Ha! I somehow missed this thread. I too love gentle reader asides. I'll try to keep myself aware and post some here.

92wonderY
May 11, 2016, 11:39 am

There is a 1903 book titled The Gentle Reader, and the author starts off:

What has become of the Gentle Reader? One does not like to think that he
has passed away with the stagecoach and the weekly news-letter; and that
henceforth we are to be confronted only by the stony glare of the
Intelligent Reading Public. Once upon a time, that is to say a
generation or two ago, he was very highly esteemed. To him books were
dedicated, with long rambling prefaces and with episodes which were
their own excuse for being. In the very middle of the story the writer
would stop with a word of apology or explanation addressed to the Gentle
Reader, or at the very least with a nod or a wink. No matter if the fate
of the hero be in suspense or the plot be inextricably involved.
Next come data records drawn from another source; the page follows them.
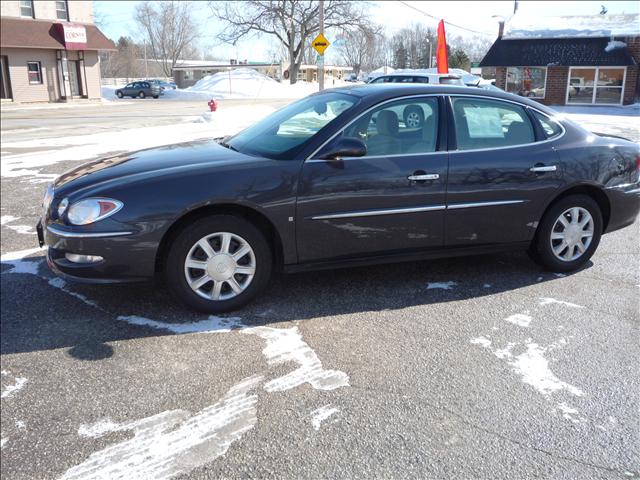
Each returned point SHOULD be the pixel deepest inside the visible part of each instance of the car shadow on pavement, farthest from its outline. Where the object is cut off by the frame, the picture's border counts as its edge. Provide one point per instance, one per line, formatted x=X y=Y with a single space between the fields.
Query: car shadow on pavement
x=86 y=318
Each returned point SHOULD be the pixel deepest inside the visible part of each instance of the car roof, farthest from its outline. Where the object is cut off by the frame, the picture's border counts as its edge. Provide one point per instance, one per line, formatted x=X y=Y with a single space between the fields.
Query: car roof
x=384 y=91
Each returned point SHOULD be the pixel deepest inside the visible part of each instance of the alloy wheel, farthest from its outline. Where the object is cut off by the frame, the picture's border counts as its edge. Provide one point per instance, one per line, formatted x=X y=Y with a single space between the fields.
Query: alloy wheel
x=220 y=266
x=571 y=234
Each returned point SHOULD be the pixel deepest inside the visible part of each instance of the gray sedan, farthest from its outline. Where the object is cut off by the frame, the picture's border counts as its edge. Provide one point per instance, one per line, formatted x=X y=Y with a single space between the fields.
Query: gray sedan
x=139 y=89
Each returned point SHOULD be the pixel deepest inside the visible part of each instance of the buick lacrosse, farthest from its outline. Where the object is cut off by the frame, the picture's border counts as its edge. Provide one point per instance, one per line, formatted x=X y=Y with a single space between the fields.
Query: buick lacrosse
x=341 y=178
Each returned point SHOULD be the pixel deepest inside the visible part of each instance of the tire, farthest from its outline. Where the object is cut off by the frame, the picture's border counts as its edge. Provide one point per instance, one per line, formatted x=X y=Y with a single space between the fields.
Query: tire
x=213 y=229
x=548 y=251
x=413 y=116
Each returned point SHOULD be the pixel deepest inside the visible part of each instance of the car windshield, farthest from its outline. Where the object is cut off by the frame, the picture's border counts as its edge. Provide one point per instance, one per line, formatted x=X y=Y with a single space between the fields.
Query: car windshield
x=279 y=135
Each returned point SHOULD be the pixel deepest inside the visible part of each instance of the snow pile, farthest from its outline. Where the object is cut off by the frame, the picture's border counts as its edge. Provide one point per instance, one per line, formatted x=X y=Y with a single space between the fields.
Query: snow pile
x=241 y=83
x=614 y=44
x=526 y=26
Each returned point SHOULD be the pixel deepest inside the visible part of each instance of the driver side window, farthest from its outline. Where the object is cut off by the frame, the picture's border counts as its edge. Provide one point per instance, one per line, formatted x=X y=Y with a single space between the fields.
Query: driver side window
x=402 y=127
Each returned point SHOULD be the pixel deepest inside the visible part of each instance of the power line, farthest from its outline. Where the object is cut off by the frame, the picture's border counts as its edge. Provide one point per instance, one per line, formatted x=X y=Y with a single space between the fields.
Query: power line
x=448 y=23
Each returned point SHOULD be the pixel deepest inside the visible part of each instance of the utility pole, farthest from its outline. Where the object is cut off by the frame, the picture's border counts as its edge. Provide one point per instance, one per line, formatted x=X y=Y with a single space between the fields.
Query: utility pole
x=321 y=58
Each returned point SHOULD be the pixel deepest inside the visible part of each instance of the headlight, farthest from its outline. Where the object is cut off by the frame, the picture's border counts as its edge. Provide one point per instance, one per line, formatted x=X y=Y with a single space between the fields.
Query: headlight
x=62 y=206
x=91 y=210
x=48 y=198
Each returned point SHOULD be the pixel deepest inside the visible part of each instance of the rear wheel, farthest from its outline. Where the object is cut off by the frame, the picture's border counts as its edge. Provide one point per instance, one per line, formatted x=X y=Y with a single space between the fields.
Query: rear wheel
x=569 y=234
x=218 y=264
x=413 y=116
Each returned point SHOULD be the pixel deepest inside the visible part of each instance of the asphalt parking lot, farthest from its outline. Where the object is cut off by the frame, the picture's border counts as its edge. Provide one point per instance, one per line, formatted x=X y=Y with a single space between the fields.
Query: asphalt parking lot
x=480 y=367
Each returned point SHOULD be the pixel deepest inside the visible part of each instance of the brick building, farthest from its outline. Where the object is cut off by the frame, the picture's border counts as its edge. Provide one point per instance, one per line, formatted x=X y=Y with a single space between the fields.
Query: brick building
x=578 y=60
x=49 y=51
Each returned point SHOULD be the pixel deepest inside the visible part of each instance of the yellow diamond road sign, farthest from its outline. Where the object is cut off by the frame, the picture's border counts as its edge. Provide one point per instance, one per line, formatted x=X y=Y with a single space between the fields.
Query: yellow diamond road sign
x=320 y=43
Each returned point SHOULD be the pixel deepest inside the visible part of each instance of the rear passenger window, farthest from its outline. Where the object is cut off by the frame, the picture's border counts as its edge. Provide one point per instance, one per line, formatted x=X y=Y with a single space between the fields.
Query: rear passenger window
x=484 y=123
x=402 y=127
x=550 y=127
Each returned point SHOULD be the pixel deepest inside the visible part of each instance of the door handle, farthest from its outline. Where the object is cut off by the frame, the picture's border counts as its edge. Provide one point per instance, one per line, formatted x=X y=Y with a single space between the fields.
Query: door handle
x=543 y=168
x=423 y=177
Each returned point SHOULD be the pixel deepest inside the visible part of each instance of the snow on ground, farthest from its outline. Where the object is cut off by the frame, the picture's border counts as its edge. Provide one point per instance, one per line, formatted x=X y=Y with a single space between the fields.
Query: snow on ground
x=615 y=120
x=86 y=147
x=238 y=83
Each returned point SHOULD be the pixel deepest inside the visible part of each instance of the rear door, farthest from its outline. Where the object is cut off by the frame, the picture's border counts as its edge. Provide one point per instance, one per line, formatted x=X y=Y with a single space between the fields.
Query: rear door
x=390 y=201
x=502 y=170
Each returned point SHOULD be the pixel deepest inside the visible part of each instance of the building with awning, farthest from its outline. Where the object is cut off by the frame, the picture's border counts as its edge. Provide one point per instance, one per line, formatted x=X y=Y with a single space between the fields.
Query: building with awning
x=49 y=51
x=572 y=60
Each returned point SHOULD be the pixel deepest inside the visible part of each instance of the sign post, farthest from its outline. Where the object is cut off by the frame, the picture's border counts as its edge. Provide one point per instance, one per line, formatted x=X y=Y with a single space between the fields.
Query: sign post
x=320 y=44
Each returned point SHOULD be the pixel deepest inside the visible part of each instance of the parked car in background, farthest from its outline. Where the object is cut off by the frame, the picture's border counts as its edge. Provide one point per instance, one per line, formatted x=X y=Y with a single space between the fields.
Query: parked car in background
x=417 y=76
x=320 y=184
x=164 y=85
x=139 y=89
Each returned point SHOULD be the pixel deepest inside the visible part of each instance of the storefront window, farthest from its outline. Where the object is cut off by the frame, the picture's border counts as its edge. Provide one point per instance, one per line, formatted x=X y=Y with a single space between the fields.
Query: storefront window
x=583 y=87
x=61 y=10
x=527 y=81
x=35 y=72
x=26 y=8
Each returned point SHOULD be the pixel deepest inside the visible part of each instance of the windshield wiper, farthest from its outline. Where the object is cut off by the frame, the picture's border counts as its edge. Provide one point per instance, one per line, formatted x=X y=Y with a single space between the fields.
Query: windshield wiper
x=229 y=146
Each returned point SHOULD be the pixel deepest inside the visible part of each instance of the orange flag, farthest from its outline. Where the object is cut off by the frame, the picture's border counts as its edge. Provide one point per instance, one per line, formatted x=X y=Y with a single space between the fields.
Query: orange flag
x=441 y=53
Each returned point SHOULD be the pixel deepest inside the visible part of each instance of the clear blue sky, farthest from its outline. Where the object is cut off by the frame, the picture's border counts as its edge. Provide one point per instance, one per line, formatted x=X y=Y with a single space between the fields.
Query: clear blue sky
x=476 y=15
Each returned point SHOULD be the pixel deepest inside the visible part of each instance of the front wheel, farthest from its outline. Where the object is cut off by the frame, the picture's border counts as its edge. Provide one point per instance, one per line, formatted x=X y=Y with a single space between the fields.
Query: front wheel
x=218 y=264
x=569 y=234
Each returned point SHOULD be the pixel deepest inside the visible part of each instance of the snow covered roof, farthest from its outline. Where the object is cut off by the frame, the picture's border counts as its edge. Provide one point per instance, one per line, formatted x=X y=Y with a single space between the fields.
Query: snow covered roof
x=542 y=52
x=525 y=26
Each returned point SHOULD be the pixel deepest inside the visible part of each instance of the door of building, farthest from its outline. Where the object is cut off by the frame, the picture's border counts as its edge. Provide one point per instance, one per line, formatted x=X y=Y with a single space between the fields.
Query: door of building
x=74 y=78
x=5 y=84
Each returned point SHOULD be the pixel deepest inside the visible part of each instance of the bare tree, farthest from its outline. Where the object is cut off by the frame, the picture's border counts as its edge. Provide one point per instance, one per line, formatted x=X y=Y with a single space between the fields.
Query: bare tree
x=292 y=22
x=169 y=30
x=361 y=46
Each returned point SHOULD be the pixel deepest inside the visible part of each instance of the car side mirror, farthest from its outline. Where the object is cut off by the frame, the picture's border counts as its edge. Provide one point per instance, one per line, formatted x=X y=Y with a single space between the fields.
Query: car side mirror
x=344 y=147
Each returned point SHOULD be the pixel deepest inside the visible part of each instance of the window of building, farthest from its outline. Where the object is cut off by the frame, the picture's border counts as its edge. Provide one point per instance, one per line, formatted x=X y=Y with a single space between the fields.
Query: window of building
x=603 y=85
x=35 y=73
x=490 y=124
x=26 y=8
x=527 y=81
x=62 y=10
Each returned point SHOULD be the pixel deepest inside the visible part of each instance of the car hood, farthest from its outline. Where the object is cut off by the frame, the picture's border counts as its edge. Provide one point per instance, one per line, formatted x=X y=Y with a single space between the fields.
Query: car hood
x=200 y=155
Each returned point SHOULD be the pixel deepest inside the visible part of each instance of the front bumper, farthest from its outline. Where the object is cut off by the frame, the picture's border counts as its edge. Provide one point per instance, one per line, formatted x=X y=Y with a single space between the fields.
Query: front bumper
x=126 y=257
"Hang the plot!" says the author. "I must have a chat with the Gentle
Reader, and find out what he thinks about it."

And so confidences were interchanged, and there was gossip about the
Universe and suggestions in regard to the queerness of human nature,
until, at last, the author would jump up with, "Enough of this, Gentle
Reader; perhaps it's time to go back to the story."